Denizli, Şile, İzmir gibi bölgelerden madencilik faaliyetleri sonrasında yapılan rehabilitasyon örneklerini paylaşan Rüstem Çetinkaya, bu örneklerin yaygınlaştırılması için çalıştıklarını söyledi.

Sunumunda dünyadaki iyi madencilik örneklerine de yer veren Rüstem Çetinkaya, “Yaşam alanlarına çok yakın aktif maden sahaları bulunuyor ve çok iyi denetleme mekanizmaları ile bu faaliyetlerini yürütebiliyorlar. Ülkemizde de denetim süreçleri sanılanın aksine oldukça güçlendi. Burada madenciliği iyi yapanlarla kötü yapanları, sıkılaştırılmış şeffaf denetim mekanizmalarıyla birbirinden ayırmalı, kötü yapanı cezalandırmalıyız. Ülkemizde çok iyi, örnek olabilecek madencilik faaliyeti yürütülen alanlar var” ifadelerini kullandı.

Türkiye’de bilinenin aksine her yerde madencilik yapılamadığının altını çizen Rüstem Çetinkaya, “Toplam 22,9 milyon hektarlık alanın yaklaşık 10 milyon hektarlık kısmı madenciliğe kapalı olup bu alanlarda herhangi bir madencilik faaliyeti yapılmamaktadır. Türkiye’de 101 bin hektar alan madenlere ruhsatlıdır. Yani orman alanlarının binde 4’ünü madenler kullanmaktadır.
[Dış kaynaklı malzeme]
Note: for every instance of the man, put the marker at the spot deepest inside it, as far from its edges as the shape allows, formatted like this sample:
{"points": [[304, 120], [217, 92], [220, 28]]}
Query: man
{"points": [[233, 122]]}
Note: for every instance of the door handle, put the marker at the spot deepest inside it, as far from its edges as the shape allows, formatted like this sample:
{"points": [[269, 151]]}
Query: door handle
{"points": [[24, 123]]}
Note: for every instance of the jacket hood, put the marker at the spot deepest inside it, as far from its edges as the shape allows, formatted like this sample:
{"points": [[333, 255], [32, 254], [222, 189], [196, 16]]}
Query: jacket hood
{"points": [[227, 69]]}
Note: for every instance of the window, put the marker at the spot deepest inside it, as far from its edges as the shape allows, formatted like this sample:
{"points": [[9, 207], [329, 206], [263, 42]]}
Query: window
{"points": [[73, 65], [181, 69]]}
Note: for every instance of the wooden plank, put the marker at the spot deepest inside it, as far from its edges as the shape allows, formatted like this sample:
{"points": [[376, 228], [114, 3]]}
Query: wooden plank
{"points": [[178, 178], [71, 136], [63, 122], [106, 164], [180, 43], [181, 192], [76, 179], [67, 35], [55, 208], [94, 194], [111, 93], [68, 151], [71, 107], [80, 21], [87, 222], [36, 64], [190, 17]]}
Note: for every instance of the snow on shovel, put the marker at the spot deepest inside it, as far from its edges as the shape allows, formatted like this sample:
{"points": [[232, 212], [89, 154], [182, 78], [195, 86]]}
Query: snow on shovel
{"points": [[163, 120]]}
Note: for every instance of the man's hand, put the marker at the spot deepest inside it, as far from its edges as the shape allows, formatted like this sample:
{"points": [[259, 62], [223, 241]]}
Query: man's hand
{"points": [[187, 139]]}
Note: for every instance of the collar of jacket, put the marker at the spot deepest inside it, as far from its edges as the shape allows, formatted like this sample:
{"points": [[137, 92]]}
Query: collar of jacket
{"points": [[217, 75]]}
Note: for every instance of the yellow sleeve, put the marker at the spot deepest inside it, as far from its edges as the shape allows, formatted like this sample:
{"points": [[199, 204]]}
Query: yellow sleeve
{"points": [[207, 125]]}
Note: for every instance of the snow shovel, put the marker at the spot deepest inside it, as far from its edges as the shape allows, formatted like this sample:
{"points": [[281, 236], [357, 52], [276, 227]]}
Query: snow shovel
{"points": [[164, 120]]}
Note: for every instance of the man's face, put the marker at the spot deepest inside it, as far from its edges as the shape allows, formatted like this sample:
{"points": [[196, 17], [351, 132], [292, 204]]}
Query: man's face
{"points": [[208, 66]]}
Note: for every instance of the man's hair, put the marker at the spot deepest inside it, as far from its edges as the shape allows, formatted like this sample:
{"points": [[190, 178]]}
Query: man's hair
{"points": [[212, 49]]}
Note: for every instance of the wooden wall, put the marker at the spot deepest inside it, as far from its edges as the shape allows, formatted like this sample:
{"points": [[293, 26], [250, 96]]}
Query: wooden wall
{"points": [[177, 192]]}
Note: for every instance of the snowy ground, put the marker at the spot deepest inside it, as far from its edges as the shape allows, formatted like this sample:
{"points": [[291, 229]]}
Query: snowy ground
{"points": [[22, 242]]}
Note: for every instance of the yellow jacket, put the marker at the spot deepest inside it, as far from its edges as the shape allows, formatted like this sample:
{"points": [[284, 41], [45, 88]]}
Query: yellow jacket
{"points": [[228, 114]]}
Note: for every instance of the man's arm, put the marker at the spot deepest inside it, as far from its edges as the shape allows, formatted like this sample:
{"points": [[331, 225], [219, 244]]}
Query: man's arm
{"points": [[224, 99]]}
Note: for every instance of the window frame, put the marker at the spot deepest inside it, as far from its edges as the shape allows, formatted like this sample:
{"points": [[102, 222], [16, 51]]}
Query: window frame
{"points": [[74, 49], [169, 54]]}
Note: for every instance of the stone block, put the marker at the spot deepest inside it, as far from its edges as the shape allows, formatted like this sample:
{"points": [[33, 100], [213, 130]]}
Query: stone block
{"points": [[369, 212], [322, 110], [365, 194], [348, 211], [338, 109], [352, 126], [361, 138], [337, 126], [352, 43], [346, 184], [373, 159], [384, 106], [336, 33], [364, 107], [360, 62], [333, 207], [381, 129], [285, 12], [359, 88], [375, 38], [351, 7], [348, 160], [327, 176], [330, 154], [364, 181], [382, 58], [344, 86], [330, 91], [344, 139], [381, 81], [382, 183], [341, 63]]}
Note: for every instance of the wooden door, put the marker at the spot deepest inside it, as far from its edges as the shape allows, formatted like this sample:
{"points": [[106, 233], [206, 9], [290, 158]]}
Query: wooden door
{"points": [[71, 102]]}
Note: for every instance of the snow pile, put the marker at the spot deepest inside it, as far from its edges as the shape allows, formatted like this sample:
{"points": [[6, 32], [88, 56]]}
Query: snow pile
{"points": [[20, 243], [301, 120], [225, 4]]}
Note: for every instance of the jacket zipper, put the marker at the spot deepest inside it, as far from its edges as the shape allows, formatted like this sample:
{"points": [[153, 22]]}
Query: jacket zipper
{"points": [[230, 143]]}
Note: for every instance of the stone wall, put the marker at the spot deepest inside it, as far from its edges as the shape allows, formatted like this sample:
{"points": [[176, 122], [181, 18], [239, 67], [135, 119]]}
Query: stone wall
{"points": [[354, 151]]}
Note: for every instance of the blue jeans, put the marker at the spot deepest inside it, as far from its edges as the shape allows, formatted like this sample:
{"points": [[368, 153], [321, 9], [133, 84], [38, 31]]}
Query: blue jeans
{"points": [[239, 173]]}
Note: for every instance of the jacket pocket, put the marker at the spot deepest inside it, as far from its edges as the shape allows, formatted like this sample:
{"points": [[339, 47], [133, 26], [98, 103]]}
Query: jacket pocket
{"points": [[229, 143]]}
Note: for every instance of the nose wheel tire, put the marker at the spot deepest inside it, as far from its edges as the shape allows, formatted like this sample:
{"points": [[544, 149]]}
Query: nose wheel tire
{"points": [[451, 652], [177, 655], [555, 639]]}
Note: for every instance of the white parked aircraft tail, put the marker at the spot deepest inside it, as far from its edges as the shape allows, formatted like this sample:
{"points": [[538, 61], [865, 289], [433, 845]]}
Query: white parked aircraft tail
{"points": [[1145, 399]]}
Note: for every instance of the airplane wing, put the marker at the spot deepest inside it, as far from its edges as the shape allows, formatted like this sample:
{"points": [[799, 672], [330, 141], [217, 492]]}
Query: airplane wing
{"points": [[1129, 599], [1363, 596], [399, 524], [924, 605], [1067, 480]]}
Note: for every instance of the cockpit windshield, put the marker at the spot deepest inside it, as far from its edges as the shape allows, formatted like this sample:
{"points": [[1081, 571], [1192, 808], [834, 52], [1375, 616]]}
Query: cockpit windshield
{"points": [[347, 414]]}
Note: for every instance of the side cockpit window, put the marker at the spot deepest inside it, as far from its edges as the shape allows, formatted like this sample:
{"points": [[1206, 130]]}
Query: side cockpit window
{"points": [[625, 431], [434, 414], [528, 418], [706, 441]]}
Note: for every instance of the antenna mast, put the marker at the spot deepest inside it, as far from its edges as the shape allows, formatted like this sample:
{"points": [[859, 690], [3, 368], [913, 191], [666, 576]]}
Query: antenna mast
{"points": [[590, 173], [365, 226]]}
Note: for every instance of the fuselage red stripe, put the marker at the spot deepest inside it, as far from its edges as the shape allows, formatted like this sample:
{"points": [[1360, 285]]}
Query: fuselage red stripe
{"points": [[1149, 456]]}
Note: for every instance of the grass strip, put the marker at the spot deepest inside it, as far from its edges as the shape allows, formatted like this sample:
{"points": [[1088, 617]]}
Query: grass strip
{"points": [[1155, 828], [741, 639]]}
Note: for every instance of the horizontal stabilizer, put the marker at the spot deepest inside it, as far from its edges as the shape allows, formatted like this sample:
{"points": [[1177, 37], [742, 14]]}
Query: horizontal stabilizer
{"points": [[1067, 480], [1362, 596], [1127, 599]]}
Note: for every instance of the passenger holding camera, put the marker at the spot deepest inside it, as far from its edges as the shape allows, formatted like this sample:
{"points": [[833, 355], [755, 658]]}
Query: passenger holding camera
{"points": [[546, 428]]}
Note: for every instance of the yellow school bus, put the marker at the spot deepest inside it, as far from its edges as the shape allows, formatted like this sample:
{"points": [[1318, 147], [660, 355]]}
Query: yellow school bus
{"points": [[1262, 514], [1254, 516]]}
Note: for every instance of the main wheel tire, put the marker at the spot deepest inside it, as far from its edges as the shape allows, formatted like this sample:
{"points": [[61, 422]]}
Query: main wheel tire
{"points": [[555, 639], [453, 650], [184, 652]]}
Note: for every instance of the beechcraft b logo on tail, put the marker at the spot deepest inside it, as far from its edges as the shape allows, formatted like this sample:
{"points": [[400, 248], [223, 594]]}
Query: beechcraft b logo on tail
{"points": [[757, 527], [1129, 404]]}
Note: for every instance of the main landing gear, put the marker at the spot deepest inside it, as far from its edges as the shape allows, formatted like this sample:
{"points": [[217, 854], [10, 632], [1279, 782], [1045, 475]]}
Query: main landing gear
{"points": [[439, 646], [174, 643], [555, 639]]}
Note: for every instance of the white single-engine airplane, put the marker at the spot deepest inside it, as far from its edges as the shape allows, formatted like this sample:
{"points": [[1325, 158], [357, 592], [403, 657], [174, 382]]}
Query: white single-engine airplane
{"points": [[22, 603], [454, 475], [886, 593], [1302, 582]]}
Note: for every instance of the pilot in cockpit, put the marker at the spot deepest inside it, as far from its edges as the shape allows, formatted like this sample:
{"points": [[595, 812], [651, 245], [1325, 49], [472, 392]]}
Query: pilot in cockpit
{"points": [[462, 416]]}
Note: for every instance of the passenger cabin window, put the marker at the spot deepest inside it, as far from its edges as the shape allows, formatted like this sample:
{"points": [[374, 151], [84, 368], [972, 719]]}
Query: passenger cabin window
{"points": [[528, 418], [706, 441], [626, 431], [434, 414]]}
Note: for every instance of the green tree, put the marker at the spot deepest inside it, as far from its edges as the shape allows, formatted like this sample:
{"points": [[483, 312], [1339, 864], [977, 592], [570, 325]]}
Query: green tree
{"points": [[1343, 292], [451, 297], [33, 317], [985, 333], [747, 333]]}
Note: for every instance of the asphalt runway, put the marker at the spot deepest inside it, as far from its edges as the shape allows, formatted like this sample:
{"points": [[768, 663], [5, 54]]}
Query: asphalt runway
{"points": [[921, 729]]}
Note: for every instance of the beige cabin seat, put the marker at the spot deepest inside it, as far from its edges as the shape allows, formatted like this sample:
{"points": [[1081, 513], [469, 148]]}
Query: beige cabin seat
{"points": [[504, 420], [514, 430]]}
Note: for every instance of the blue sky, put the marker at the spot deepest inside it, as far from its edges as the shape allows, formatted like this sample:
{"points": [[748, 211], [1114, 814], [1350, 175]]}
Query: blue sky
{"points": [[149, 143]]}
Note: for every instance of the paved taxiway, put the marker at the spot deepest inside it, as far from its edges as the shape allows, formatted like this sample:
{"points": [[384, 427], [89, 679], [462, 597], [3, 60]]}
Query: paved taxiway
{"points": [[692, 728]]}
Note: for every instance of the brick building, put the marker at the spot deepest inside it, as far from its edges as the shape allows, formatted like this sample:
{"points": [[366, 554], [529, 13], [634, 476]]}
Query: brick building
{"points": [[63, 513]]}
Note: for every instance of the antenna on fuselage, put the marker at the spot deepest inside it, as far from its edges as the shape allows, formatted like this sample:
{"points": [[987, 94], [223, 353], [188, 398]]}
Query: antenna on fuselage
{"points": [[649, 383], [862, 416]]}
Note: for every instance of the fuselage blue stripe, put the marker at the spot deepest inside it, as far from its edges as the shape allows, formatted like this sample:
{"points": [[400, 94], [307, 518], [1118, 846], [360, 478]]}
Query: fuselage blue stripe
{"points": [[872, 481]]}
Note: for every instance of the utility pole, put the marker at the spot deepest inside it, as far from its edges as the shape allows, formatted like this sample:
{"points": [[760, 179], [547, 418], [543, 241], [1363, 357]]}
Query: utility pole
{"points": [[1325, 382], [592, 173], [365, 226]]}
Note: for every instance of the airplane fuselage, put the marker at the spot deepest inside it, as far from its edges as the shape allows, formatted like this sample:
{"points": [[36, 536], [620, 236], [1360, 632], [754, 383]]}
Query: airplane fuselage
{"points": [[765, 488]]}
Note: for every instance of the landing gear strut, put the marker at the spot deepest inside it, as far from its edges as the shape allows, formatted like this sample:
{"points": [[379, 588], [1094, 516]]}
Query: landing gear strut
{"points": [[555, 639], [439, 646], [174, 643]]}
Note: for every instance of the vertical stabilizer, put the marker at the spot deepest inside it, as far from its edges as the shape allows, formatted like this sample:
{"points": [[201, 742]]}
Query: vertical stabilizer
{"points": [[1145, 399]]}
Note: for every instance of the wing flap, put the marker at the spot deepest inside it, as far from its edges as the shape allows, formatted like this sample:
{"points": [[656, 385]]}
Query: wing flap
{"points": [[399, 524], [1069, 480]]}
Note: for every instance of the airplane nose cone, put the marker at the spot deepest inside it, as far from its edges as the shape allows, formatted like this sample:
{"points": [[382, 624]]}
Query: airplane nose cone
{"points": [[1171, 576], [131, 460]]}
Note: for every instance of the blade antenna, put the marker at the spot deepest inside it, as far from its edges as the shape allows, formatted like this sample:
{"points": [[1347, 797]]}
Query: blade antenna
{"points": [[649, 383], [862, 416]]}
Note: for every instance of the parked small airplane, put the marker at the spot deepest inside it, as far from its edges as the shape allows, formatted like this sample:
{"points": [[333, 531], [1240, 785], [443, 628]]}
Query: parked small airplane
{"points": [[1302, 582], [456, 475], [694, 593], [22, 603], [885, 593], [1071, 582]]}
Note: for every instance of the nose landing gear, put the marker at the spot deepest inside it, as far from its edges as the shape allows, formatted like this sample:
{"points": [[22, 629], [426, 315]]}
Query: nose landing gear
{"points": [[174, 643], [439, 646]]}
Bu oranın yarısına yakını orman statüsünde ancak orman vasfında değil” bilgisini paylaştı.

Madenlerin çok geniş kullanım alanı olduğunu söyleyen Rüstem Çetinkaya, inşaat sektöründe madenlerden üretilen inşaat malzemelerinin metalik boru aksamından aydınlatma araç gereçlerine, betondan seramiğe, yalıtım malzemelerinden inşaat alet ve makinelerine kadar 26 başlıkta toplanabileceğini söyledi. 

Çetinkaya, dünyaya gelen bir insanın yaklaşık 79 yıllık ömrü boyunca ortalama olarak 1418 ton madene ihtiyaç duyduğu bilgisini verdi.  

Uluslararası Enerji Ajansı’nın (IEA) raporuna göre 2050 yılı sıfır emisyon hedefinde kritik minerallerin anahtar rol oynayacağını söyleyen Rüstem Çetinkaya, “Lityum, kobalt, bakır ve nikel gibi madencilik ürünleri, dünyanın gelecekteki temiz enerji sistemlerinin önemli bir malzemesi olacak. Daha fazla elektrikli araç kullanımı, solar enerji panelleri ve rüzgar türbinlerinin artmasıyla birlikte lityum talebinin bugüne oranla 42 kat, kobalt talebinin 21 kat, nikel talebinin ise 19 kat artacağı hesaplanıyor. Madenler olmadan yeşil dönüşüm mümkün görünmüyor” dedi.